= Frucht's theorem =

On graphs with given symmetry groups

Frucht's theorem is a result in algebraic graph theory, conjectured by Dénes Kőnig in 1936 and proved by Robert Frucht in 1939. It states that every finite group is the group of symmetries of a finite undirected graph. More strongly, for any finite group $G$, there exist infinitely many non-isomorphic simple connected graphs such that the automorphism group of each of them is isomorphic to $G$.

==Proof idea==
The main idea of the proof is to observe that the Cayley graph of G, with the addition of colors and orientations on its edges to distinguish the generators of G from each other, has the desired automorphism group. Therefore, if each of these edges is replaced by an appropriate subgraph, such that each replacement subgraph is itself asymmetric and two replacements are isomorphic if and only if they replace edges of the same color, then the undirected graph created by performing these replacements will also have G as its symmetry group.

==Graph size==
With three exceptions – the cyclic groups of orders 3, 4, and 5 – every group can be represented as the symmetries of a graph whose vertices have only two orbits. Therefore, the number of vertices in the graph is at most twice the order of the group. With a larger set of exceptions, most finite groups can be represented as the symmetries of a vertex-transitive graph, with a number of vertices equal to the order of the group.
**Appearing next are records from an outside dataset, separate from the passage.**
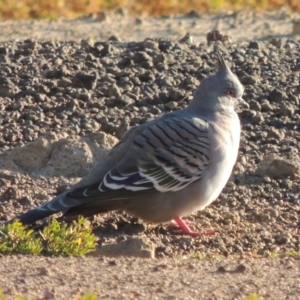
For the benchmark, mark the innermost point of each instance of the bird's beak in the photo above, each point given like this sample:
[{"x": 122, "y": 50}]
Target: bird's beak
[{"x": 242, "y": 104}]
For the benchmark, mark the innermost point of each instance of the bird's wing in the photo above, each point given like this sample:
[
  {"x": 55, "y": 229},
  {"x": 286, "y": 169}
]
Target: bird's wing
[
  {"x": 164, "y": 156},
  {"x": 167, "y": 156}
]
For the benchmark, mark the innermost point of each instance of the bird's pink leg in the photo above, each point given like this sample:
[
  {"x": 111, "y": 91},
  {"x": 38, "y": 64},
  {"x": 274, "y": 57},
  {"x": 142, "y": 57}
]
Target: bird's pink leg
[{"x": 184, "y": 229}]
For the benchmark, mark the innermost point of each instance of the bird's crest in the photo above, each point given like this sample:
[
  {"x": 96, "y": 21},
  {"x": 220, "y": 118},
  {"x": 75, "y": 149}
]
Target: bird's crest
[{"x": 221, "y": 63}]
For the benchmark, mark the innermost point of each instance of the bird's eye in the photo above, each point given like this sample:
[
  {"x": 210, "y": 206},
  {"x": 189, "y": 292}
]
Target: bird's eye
[{"x": 230, "y": 92}]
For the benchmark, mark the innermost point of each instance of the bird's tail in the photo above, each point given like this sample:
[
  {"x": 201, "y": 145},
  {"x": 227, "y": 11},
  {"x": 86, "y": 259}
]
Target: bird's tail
[{"x": 54, "y": 206}]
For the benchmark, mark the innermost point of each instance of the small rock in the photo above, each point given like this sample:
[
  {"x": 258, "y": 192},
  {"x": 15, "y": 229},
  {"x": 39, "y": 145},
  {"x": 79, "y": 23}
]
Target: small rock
[
  {"x": 278, "y": 168},
  {"x": 296, "y": 27},
  {"x": 242, "y": 268},
  {"x": 132, "y": 247}
]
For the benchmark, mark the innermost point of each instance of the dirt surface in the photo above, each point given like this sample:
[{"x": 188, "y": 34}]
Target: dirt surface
[
  {"x": 65, "y": 102},
  {"x": 60, "y": 278}
]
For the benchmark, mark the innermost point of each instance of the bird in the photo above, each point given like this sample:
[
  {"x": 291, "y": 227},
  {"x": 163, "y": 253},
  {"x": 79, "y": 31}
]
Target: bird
[{"x": 167, "y": 168}]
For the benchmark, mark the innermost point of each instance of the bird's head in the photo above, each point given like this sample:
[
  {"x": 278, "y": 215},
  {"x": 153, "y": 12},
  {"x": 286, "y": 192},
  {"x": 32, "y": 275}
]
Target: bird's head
[{"x": 222, "y": 90}]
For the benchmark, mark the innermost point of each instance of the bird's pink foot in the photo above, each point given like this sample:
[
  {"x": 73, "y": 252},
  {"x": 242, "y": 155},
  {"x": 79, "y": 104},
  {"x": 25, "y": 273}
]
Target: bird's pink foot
[{"x": 184, "y": 229}]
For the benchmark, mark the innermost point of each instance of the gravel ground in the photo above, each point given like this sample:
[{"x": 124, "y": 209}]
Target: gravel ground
[{"x": 65, "y": 101}]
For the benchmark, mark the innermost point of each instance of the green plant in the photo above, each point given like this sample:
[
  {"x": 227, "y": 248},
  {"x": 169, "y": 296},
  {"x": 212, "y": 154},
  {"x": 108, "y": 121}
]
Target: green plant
[
  {"x": 76, "y": 239},
  {"x": 16, "y": 238},
  {"x": 54, "y": 239}
]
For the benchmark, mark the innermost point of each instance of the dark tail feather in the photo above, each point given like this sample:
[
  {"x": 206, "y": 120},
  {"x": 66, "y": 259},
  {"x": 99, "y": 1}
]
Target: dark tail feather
[
  {"x": 33, "y": 215},
  {"x": 95, "y": 208}
]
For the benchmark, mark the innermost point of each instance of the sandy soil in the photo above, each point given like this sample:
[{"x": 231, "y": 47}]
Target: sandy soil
[
  {"x": 120, "y": 278},
  {"x": 64, "y": 278}
]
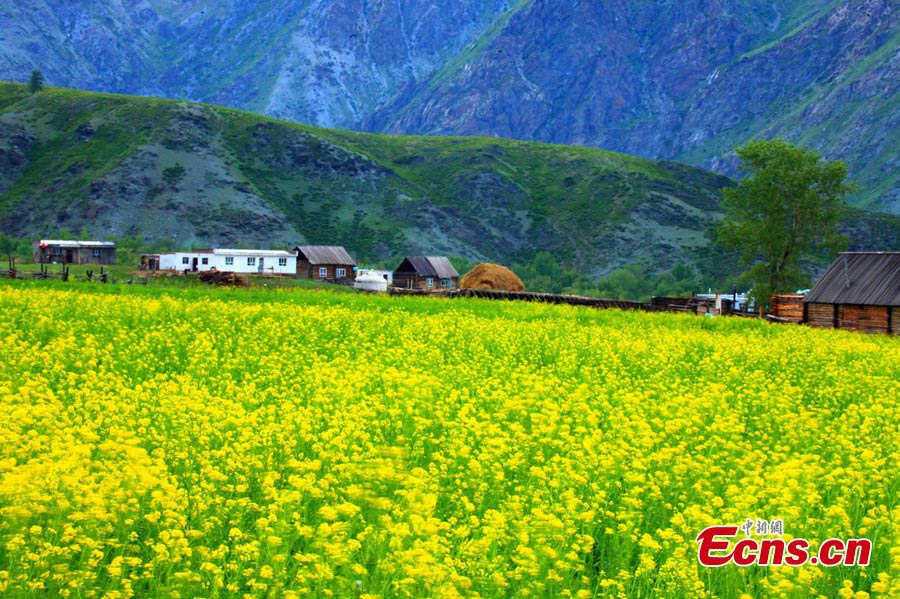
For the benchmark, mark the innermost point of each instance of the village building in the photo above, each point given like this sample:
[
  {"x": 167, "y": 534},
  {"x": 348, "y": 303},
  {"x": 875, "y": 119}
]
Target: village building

==Special families of graphs==

The Frucht graph, a 3-regular graph whose automorphism group realizes the trivial group.

There are stronger versions of Frucht's theorem that show that certain restricted families of graphs still contain enough graphs to realize any symmetry group. Frucht proved that in fact countably many 3-regular graphs with the desired property exist; for instance, the Frucht graph, a 3-regular graph with 12 vertices and 18 edges, has no nontrivial symmetries, providing a realization of this type for the trivial group. Gert Sabidussi showed that any group can be realized as the symmetry groups of countably many distinct k-regular graphs, k-vertex-connected graphs, or k-chromatic graphs, for all positive integer values k (with $k\ge 3$ for regular graphs and $k\ge 2$ for k-chromatic graphs). From the facts that every graph can be reconstructed from the containment partial order of its edges and vertices, that every finite partial order is equivalent by Birkhoff's representation theorem to a finite distributive lattice, it follows that every finite group can be realized as the symmetries of a distributive lattice, and of the graph of the lattice, a median graph. It is possible to realize every finite group as the group of symmetries of a strongly regular graph. Every finite group can also be realized as the symmetries of a graph with distinguishing number two: one can (improperly) color the graph with two colors so that none of the symmetries of the graph preserve the coloring.

However, some important classes of graphs are incapable of realizing all groups as their symmetries. Camille Jordan characterized the symmetry groups of trees as being the smallest set of finite groups containing the trivial group and closed under direct products with each other and wreath products with symmetric groups; in particular, the cyclic group of order three is not the symmetry group of a tree. Planar graphs are also not capable of realizing all groups as their symmetries; for instance, the only finite simple groups that are symmetries of planar graphs are the cyclic groups and the alternating group $A_5$. More generally, every minor-closed graph family is incapable of representing all finite groups by the symmetries of its graphs. László Babai conjectures, more strongly, that each minor-closed family can represent only finitely many non-cyclic finite simple groups.

==Infinite graphs and groups==
Izbicki extended these results in 1959 and showed that there were uncountably many infinite graphs realizing any finite symmetry group. Finally, Johannes de Groot and Gert Sabidussi in 1959/1960 independently proved that any group (dropping the assumption that the group be finite, but with the assumption of axiom of choice) could be realized as the group of symmetries of an infinite graph; alternatively, the axiom of regularity eliminates the need for choice. Furthermore, this implication is strict, as there are models of ZF minus regularity in which Frucht's theorem for infinite groups fails.